By measuring RGB images, we found no significant difference between HER2 expression and age, menopausal status, tumor size, lymph node status, histological grades, chemotherapy, recurrence (P > 0.05). However, by quantifying MS images, we first reported that quantitative results of HER2 expression had relation to the lymph node status and histological grades of invasive BC; the total signal OD values were higher in lymph-node-positive than in lymph-node-negative tumors and in high-grade tumors than in middle-grade tumors (P = 0.02 and 0.04). It seems that more information could be provided by quantifying MS images of the protein expression in relation to differentiation of invasive BC.
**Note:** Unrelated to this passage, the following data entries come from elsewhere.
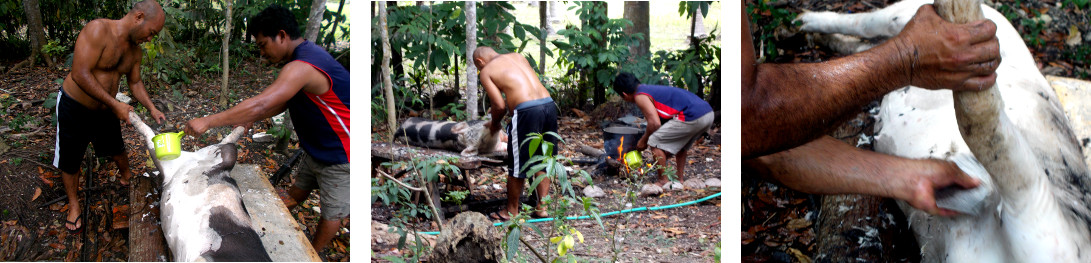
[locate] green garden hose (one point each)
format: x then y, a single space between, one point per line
611 213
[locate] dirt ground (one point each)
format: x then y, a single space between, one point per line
28 180
778 223
676 235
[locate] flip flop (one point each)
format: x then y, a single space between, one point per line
79 229
498 216
539 214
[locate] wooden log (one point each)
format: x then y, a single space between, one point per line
859 228
145 238
280 234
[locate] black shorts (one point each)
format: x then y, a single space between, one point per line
530 117
76 126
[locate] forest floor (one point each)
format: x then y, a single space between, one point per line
687 234
779 223
27 179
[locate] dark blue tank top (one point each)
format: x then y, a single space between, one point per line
322 120
675 103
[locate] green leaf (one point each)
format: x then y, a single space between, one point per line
513 242
519 33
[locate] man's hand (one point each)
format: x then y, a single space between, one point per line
935 175
196 127
642 144
938 55
158 117
493 126
121 110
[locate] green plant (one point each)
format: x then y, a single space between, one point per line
1079 3
394 194
558 204
54 48
1008 11
767 19
1034 27
456 196
595 49
716 252
694 69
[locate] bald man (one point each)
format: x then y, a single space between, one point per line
532 111
86 110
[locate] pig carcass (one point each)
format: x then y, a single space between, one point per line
469 138
202 213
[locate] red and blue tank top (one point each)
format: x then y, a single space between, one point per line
675 103
322 120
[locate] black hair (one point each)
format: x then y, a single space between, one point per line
625 83
273 20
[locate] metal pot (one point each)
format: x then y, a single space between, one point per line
612 136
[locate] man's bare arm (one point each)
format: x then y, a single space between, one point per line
646 106
271 102
136 85
827 166
88 48
499 107
789 105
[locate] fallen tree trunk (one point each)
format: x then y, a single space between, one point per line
859 228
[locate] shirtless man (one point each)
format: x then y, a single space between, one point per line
86 110
787 108
534 111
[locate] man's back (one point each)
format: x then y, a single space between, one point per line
107 59
513 75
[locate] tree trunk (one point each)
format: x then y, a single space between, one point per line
471 87
36 32
314 21
543 26
387 86
396 58
638 12
600 91
224 52
493 36
282 143
860 228
331 39
696 27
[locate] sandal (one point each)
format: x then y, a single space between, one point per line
540 214
79 220
499 216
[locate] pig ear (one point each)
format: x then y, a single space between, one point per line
459 128
470 151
In addition, consistency analysis results showed that quantitative evaluation of MS images of membrane (HER2), cytoplasm (CK5/6), and nucleus (ER) reached a better inter-observer agreement and reproducibility than RGB images. Although some factors may influence inter-observer variability such as application of software and observers themselves, this indicates that quantitative estimation of MS images of specific biomarker may be sufficient for reliable and robust measurement of IHC in invasive breast carcinoma.
Our study has several limitations. First, although 86 BC specimens were enrolled in our study, it finally included only 45 HER2-positive, 35 CK5/6-positive, and 40 ER-positive cases, which could result in possible sample selection bias and would have been more justifiable with more subjects. Second, the objective evaluation including mean squared error (MSE), peak signal-to-noise ratio (PSNR), and structural similarity (SSIM) [
33] of different image types was not performed in our results on the ground that we primarily focused on comparing their sensitivity, specificity, and application effect in automated quantitative analysis of IHC. Additional studies are needed to identify the advantages of spectral image by calculating accurately the objective evaluation index of the image. Third, the analysis software used in this study could not eliminate the interference caused by three biomarkers expressed in the stroma, although such expression in the stroma is very little, and we are comparing two kinds of digital images under the same conditions. Fourth, despite higher sensitivity and specificity and more accurate quantification in MS images than conventional RGB images, we did not assess the relationship between quantitative analysis of different images and prognosis of invasive BC. Further prospective clinical studies are required to validate the advantages of MS images.
In conclusion, our study demonstrates the potential of MSI in quantitative analysis of IHC and highlights the inherent advantages of more accurate spectra quantification of MS images over conventional RGB images. Based on these advantages, an improved technical platform for IHC digital imaging could be developed for computer-aided quantitative digital pathology.